I also don't switch on and off the EPB unless I have to reverse without seatbelt on (on private road or into garage) and then it's necessary. It switches itself on and off for certain park conditions. And I believe it has to be used to keep lubed and stop build up of rust. The aluminium parts corrode, and expand. It's just a bad design. You cannot use the new design of EPB on an older car.

Sounds like yours occasionally sticks on.
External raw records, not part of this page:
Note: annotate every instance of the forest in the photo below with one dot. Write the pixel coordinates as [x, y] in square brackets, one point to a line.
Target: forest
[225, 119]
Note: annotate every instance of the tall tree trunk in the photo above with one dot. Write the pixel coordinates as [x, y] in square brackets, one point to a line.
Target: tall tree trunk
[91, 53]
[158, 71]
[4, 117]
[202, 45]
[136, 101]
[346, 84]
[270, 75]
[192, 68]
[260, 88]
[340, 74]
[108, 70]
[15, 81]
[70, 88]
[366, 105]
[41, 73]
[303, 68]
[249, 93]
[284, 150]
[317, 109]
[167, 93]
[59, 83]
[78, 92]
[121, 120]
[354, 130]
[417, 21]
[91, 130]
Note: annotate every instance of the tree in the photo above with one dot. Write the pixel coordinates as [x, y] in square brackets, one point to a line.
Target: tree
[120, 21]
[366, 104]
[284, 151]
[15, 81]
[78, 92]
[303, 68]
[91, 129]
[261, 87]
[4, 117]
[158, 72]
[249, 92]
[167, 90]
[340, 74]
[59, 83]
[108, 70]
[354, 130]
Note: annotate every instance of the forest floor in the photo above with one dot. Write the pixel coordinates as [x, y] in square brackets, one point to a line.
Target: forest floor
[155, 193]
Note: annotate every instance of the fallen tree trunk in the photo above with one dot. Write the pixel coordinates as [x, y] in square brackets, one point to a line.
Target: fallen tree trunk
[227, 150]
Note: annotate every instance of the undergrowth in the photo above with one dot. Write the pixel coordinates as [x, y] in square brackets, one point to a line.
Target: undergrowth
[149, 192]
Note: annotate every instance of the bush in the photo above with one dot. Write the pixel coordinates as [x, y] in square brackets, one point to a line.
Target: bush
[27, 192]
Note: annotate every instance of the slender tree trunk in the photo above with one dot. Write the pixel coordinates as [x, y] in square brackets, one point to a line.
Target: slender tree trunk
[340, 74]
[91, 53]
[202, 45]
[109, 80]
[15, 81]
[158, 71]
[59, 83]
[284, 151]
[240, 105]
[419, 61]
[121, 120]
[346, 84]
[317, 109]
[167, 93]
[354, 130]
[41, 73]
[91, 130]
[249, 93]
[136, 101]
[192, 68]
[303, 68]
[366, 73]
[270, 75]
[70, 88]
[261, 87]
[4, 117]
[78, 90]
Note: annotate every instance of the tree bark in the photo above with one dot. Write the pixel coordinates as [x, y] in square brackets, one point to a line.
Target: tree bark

If this is so then get the complete caliper with the EPB motor attached. It's a far simpler job just to change the caliper, then use VCDS to perform Basic Settings. Again a VAG indie shop would be your best move. Dealerships have to follow a fixed Germany-dictated script in their service shop as fart of their franchise agreement. This results in a fixed higher price. But a universally recognised warrantied parts & labour repair.

There's several good "how-to" threads been posted on this site. In case I ever got afflicted I took the best advise and put together a help file in .doc format. PM me an email address and I can return attach.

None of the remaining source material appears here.